Questão sempre trazida à discussão nos meios jurídicos é a necessidade de renúncia ao direito de discutir o débito para adesão aos programas de parcelamento constante e periodicamente oferecidos pelo fisco (seja Federal, Estadual ou Municipal).

Deveras, existem aqueles que defendem que esta renúncia, aliada ao pedido de parcelamento com a confissão de dívida, é irretratável, analisando a questão sob o prisma civilista.

Os que adotam esta orientação arguem também o próprio conceito de renúncia, definido por CAIO MÁRIO como “a abdicação que o titular faz do seu direito, sem transferi-lo a quem quer que seja. É o abandono voluntário do direito”.

Porém, diante da atual ordem constitucional, o entendimento se mostra equivocado e não resiste a uma análise sob a ótica da primazia da Constituição.

Cabe pontuar que, diferentemente da esfera civilista, as obrigações tributárias não decorrem da vontade das partes, mas da lei.

Doutro giro, a Constituição Federal preconiza em seu artigo 5º, inciso XXXV que “nenhuma lesão ou ameaça a direito será excluída de apreciação do Poder Judiciário”.

Pois bem, feitas estas considerações, passamos a analisar alguns conceitos de obrigação na esfera civil e tributária para assinalar as diferenças e melhor conduzir a presente explanação.

Da obrigação civil - Para o Professor CAIO MÁRIO DA SILVA PEREIRA, "obrigação é um vínculo jurídico em virtude do qual uma pessoa pode exigir de outra uma prestação economicamente apreciável".

WASHINGTON DE BARROS MONTEIRO conceitua obrigação da seguinte forma: "obrigação é uma relação jurídica, de caráter transitório, estabelecida entre devedor e credor e cujo objeto consiste numa prestação pessoal econômica, positiva ou negativa, devida pelo primeiro ao segundo, garantindo-lhe o adimplemento através do seu patrimônio".
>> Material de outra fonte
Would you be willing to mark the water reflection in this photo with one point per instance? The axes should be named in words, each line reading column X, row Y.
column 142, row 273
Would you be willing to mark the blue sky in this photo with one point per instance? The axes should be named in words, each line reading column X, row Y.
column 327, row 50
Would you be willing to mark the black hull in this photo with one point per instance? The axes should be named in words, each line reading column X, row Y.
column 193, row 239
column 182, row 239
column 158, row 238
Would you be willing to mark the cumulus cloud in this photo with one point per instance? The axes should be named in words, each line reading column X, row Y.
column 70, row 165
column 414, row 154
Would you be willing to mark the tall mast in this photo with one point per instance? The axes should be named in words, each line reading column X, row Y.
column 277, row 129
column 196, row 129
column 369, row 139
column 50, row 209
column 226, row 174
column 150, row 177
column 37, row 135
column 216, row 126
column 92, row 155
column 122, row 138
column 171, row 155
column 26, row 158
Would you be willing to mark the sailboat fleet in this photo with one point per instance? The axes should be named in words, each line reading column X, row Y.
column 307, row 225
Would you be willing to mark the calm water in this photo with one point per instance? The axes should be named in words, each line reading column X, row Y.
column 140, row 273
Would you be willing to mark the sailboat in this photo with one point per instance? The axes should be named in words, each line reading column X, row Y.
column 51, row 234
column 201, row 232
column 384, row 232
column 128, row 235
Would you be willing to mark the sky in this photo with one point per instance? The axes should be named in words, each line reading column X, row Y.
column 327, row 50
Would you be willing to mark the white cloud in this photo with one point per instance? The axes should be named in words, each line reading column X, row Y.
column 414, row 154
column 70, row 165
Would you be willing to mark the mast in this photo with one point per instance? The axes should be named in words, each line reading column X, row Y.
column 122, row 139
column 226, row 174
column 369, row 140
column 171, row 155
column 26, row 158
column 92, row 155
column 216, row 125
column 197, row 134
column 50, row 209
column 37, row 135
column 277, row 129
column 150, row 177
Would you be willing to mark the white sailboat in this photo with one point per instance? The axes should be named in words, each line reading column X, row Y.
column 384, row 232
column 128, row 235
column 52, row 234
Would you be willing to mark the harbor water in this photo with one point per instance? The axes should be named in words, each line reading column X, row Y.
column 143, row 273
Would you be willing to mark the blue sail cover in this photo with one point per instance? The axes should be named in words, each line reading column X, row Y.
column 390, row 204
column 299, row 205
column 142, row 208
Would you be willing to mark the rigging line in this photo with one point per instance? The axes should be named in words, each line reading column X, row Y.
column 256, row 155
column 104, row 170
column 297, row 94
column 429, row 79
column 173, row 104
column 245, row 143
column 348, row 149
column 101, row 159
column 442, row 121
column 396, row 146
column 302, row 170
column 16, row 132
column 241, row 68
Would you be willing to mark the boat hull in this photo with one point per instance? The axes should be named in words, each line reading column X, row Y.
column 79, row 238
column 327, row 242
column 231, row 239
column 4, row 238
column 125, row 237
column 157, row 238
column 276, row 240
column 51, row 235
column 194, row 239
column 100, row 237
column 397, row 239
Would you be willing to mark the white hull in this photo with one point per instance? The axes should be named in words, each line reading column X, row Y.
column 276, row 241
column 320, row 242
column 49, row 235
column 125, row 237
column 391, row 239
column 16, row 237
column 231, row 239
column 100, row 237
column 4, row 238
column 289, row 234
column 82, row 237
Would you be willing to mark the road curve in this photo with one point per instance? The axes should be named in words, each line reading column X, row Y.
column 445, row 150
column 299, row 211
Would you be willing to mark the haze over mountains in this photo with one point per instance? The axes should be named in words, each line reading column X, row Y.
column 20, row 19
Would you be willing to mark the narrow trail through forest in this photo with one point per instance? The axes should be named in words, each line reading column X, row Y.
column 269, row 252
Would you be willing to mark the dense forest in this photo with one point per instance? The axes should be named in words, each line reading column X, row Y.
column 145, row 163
Da obrigação tributária – O CTN ao tratar da obrigação tributária, em seu artigo 113, define a obrigação tributária, nos seguintes termos.

Art. 113. A obrigação tributária é principal ou acessória:

Parágrafo 1º - A obrigação principal surge com a ocorrência do fato gerador, tem por objeto o pagamento de tributo ou penalidade pecuniária e extingue-se juntamente com o crédito dela decorrente.

Parágrafo 2º - A obrigação acessória decorre da legislação tributária e têm por objeto as prestações positivas ou negativas, nela previstas no interesse da arrecadação ou da fiscalização dos tributos.

Parágrafo 3º - A obrigação acessória, pelo simples fato de sua inobservância, converte-se em obrigação principal relativamente à penalidade pecuniária.

Verifica-se no caput do artigo que o CTN estabelece duas modalidades de obrigação, dividindo-as em principal ou acessória.

Nesta senda, enquanto a obrigação principal tem como objeto o pagamento de um tributo ou penalidade pecuniária, a obrigação acessória objetiva a realização obrigações de fazer ou não fazer, conforme descrito no parágrafo segundo. Explanando com maior clareza e abrangência o assunto ora tratado, LUIZ EMYGDIO tece as seguintes considerações:

“Vimos anteriormente, que obrigação é o poder jurídico pelo qual uma pessoa (sujeito ativo), com base na lei ou no contrato (causa), pode exigir de outra, ou de um grupo de pessoas (sujeito passivo), o cumprimento de uma prestação possível, lícita, determinável e possuindo expressão econômica (objeto). Partindo desse conceito genérico de obrigação, abrangendo, portanto, tanto a obrigação tributária principal quanto a acessória, podemos dizer que a obrigação tributária é o vínculo jurídico pelo qual o Estado com base na legislação tributária, pode exigir do sujeito passivo uma prestação tributária positiva ou negativa”.

Clarificadas as diferenças entre a obrigação na esfera civil e tributária, passa-se a abordar como exemplo condutor de raciocínio a prescrição no direito tributário para demonstrar em primeira análise por que a renúncia absoluta a direito obtida no momento da adesão ao parcelamento não é irrevogável.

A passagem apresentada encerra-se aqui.